Friday, September 28, 2018
The Dutch Government has launched a consultation exercise on plans to review the country's tax treaty policy and to draw up a list of low-tax jurisdictions for the purposes of enforcing incoming controlled foreign company (CFC) rules.
In a news release issued on September 25, the Ministry of Finance said that the measures are part of the Government's policy to prevent companies avoiding tax by using the Netherlands as a conduit for inter-company payments to low-tax jurisdictions.

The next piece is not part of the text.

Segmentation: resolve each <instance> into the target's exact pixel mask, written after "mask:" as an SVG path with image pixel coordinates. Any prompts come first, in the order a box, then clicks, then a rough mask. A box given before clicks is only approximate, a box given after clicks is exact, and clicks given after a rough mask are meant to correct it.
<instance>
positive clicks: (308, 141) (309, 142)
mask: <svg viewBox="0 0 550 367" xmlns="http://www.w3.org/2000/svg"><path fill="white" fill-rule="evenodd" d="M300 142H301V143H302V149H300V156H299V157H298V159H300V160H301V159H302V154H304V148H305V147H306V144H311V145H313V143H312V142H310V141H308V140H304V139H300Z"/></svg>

In line with the requirements of the European Union Anti-Tax Avoidance Directive, the Netherlands plans to introduce a CFC rule effective from January 1, 2019. This will target CFCs regarded as "low-taxed," meaning they are resident in a jurisdiction with a statutory tax rate of less than seven percent.
According the release, in 2019 the Netherlands plans to place the following states on the list of low-tax countries to which new CFC rules will apply: Anguilla, Bahamas, Bahrain, Bermuda, British Virgin Islands, Guernsey, the Isle of Man, Jersey, the Cayman Islands, Kuwait, Palau, Qatar, Saudi Arabia, the Turks and Caicos Islands, Vanuatu, and the United Arab Emirates. This list will be updated annually, the ministry said. The CFC rules will also apply to jurisdictions listed on the EU's tax blacklist.
Dividend, interest, and royalty payments to listed jurisdictions will be subject to tax at the headline corporate tax rate in force in the Netherlands (currently 25 percent, but due to be reduced to 22.25 percent from 2021).
In addition, the Government intends to review its tax treaty policy with a view to ensuring that treaties include the latest anti-tax avoidance standards, especially in the case of treaties with countries on the list of low-tax jurisdictions, and developed countries. Changes to 50 of the Netherlands' tax treaties will be effected through the BEPS Multilateral Instrument.
Once in place, the new policy will be used in all new tax treaty negotiations, the release said.
The consultation on the list of low-tax jurisdictions and the tax treaty review began on September 25 and is due to conclude on October 22, 2018.